Geschlechtschromosomen dürfen miteinander keinen Sex haben, also sich rekombinieren, damit Männchen Männchen und Weibchen Weibchen bleiben, während die anderen Erbgutträger eifrig den Austausch von Erbinformationen pflegen. Bei Vögeln haben die Sex-Chromosomen massiv Junk-DNA angesammelt, was sie keusch gemacht hat, berichten Wiener Forscher im Fachjournal "Nature Ecology and Evolution".
Ein Team um Qi Zhou vom Department für molekulare Evolution und Entwicklung der Universität Wien sequenzierte die Geschlechtschromosomen der Weibchen von elf verschiedenen Singvogel-Arten wie Hausspatzen, Kanarienvögeln, Tibetmeisen, Amerikanerkrähen und Mittel-Grundfinken, die zu den Darwinfinken gehören.
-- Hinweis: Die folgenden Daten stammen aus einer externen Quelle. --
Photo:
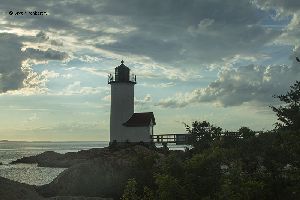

Bei Menschen haben die Frauen zwei mit Genen gespickte X-Chromosomen und Männer ein X-Chromosom und ein viel kleineres Y-Chromosom mit kaum wichtiger Information. Bei Vögeln funktioniert die Geschlechtsbestimmung umgekehrt: Die Männchen besitzen zwei vollwertigen Z-Chromosomen, die Weibchen haben nur ein solches und ein kleines, Gen-armes W-Chromosom.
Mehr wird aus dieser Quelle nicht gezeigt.